“There is a big question!” he answered, laughing; “am I to lay bare all my motives to this little thing, and let her see the depths of my thoughts?”

“And why did Aunt Gerald not want them?” pursued Mab. She had no genius or even much intelligence to speak of; but the fact of being an heiress has a very maturing influence, and little Mab was aware of a thing or two which has not been formulated in any philosopher. She inspected the two people who were so much older and wiser than she with very shrewd and wide-open eyes.

“My motives are clear enough,” said Mrs. Russell Penton, with a look at her husband which would have been angry if she had not had so much respect for him, and warning if she had not known how impracticable he was. “I felt it my duty to your family, my dear, that you should make no unsuitable acquaintances, nor run the risk perhaps of contracting likings, I mean friendships—I mean becoming perhaps attached to people who would not prove to be the kind of people you ought to know, in my—in our house.”

This very complicated sentence, so unlike the lucidity of Mrs.
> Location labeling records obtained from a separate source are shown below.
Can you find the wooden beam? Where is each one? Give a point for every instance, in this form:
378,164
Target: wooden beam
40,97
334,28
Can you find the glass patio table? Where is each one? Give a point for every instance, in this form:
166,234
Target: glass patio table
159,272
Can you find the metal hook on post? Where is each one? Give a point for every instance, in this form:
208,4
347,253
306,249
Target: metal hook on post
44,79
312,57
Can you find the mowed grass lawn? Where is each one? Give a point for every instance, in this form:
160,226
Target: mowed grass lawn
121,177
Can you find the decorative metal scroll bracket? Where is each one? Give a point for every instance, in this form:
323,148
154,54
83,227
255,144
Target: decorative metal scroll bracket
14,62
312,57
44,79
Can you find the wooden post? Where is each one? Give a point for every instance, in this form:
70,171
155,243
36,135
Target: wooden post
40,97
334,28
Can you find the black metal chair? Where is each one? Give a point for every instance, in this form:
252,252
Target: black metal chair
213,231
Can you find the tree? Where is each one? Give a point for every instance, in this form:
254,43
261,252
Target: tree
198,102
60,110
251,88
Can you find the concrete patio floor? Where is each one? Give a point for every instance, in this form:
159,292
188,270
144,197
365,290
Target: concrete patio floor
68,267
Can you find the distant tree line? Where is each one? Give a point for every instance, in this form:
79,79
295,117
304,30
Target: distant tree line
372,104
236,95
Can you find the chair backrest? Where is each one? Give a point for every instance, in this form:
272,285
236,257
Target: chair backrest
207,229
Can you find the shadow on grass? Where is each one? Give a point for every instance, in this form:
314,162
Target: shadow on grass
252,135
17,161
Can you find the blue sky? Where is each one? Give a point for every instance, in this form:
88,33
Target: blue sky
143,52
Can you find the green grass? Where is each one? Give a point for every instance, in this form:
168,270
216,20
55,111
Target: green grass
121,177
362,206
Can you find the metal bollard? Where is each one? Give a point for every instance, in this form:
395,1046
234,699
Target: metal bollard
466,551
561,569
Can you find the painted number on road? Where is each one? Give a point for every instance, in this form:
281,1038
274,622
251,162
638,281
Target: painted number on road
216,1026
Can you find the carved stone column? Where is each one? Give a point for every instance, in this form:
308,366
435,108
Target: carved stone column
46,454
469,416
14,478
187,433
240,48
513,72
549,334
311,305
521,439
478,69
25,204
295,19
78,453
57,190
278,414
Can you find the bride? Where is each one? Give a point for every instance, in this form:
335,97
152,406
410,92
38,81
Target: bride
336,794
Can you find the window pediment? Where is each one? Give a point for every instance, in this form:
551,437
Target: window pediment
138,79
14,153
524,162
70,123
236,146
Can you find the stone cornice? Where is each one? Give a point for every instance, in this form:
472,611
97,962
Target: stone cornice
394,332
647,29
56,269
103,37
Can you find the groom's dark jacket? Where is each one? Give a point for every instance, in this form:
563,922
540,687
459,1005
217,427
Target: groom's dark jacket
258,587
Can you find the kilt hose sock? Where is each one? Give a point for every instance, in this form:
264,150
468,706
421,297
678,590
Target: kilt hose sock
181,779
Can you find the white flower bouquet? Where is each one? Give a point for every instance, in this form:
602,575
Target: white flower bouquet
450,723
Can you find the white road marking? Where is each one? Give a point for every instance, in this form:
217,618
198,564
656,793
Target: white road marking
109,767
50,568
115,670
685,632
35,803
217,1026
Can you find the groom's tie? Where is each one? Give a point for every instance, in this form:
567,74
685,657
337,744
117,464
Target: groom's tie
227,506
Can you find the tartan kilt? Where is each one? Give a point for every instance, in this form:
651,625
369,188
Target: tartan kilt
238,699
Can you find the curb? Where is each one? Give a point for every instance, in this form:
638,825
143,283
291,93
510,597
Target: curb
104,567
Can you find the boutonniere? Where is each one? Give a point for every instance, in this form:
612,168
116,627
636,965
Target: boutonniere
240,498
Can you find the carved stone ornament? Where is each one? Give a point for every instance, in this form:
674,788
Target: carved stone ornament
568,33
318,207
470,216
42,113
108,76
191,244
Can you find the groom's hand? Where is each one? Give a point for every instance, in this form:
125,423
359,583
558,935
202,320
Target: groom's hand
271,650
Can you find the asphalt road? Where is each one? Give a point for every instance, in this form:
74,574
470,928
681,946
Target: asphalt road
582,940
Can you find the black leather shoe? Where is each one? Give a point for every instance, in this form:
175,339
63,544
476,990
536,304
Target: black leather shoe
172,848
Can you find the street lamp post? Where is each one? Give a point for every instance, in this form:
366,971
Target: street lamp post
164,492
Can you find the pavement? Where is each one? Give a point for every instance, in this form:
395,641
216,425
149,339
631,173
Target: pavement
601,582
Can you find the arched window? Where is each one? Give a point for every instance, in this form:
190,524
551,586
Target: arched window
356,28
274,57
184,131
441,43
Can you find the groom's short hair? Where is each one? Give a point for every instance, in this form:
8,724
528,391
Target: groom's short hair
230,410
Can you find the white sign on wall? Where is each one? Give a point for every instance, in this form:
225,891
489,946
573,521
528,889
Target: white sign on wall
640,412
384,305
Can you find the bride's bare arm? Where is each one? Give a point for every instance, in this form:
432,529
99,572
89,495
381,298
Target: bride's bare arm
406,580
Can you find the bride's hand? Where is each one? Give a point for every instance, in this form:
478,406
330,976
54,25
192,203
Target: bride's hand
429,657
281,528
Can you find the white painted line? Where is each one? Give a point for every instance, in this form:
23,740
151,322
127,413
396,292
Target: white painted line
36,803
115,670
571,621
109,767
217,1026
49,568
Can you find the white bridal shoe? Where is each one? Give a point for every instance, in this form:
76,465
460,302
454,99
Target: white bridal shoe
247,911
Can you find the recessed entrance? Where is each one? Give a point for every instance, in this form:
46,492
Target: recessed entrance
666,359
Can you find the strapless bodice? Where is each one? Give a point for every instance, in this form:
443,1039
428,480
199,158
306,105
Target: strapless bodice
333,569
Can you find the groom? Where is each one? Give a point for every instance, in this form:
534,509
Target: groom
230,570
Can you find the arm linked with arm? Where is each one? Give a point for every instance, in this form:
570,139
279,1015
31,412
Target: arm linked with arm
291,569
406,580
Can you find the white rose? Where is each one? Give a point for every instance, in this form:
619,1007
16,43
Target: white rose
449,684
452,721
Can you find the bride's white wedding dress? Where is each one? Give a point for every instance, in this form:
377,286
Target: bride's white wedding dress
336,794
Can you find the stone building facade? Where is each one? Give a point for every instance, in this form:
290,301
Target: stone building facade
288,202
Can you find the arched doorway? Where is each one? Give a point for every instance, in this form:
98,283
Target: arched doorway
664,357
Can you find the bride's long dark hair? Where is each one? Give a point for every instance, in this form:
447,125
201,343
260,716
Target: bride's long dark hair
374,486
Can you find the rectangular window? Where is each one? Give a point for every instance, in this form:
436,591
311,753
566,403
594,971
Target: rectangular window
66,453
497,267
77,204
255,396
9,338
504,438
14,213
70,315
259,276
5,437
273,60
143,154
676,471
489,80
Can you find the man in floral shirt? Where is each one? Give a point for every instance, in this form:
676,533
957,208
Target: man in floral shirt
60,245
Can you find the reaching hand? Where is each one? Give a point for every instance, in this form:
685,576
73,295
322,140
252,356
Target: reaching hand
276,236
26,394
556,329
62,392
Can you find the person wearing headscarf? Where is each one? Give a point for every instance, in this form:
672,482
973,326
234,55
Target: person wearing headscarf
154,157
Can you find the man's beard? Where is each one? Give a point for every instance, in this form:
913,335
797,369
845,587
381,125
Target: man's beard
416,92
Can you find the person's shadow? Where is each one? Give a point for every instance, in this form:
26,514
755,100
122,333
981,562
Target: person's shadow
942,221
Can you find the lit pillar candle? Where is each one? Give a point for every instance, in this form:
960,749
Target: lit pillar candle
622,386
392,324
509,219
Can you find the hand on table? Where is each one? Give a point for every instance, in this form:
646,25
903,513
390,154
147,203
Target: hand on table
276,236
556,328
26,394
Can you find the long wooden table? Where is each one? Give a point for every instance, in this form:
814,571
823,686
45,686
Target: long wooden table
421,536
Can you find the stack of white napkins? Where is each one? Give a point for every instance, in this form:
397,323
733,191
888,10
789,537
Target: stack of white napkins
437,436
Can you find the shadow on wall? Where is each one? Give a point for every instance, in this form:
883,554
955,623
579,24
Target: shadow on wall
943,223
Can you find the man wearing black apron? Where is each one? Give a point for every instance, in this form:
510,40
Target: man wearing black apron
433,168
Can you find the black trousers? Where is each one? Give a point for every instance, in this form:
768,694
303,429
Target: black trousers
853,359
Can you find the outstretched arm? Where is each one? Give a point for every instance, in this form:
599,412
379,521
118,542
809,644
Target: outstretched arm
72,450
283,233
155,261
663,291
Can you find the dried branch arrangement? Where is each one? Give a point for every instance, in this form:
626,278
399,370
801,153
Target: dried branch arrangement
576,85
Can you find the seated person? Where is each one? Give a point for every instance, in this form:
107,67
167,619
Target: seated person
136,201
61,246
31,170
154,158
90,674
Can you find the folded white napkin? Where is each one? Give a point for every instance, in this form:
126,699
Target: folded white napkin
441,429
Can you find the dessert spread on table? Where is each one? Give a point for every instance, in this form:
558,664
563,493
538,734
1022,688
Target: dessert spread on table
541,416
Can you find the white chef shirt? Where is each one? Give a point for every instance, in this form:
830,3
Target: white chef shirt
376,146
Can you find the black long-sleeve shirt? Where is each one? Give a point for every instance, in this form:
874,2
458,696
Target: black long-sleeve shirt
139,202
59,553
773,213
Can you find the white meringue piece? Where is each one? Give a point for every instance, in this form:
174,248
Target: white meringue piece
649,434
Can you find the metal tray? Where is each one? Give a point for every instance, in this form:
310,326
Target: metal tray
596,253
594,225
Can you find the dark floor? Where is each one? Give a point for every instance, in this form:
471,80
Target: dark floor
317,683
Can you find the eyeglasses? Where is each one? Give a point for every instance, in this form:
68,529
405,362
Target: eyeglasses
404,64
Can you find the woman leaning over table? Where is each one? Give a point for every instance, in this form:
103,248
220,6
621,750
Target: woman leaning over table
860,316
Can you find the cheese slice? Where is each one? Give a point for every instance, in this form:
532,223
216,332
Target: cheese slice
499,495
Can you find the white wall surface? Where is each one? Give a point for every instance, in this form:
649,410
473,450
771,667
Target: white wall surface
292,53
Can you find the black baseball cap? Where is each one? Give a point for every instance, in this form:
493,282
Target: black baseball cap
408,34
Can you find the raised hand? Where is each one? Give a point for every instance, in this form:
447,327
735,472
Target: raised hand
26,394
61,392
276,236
Russell Penton’s usual conversation, was entirely due to the fact that her husband’s eyes, with a laugh in them, were upon her all the time she was speaking. Mab’s astonished exclamation, “But your relations, Aunt Gerald—I have always heard that your family—”

“I can scarcely say that these young people belong to my family. They are the children of a distant cousin. Their mother I scarcely know. They have not been brought up as—you have been, for instance. They will not know any of the people you know. In short—but, of course, as they will only be here for three days, it can not make much difference. What is it, Bowker? My father?—”

Mrs. Russell Penton got up very reluctantly to answer Sir Walter’s summons. She gave her husband an almost imploring look. She wanted to do more than put the heiress on her guard against these young people. She wanted Mab, in fact, to be set against them. The idea of any untoward complication happening, of the Russell family having it in their power to reproach her with inveigling their heiress into a connection with one of her own name, was intolerable to Alicia, all the more from the circumstances of her own marriage, which moved her husband so entirely the other way.

“One would think,” said little Mab, with her shrewd look, “that Aunt Gerald did not like her relations; but you, uncle, I think you do.”

“This is a problem which your little wits are scarcely able to solve unassisted,” he said, “though you make very good guesses, Mab. My wife is not fond of her relations—because they are her relations in the first place.”

“Uncle Gerald!”

“Such a statement is very crude and wants a great deal of clearing up. You never heard your aunt’s story, did you, Mab?”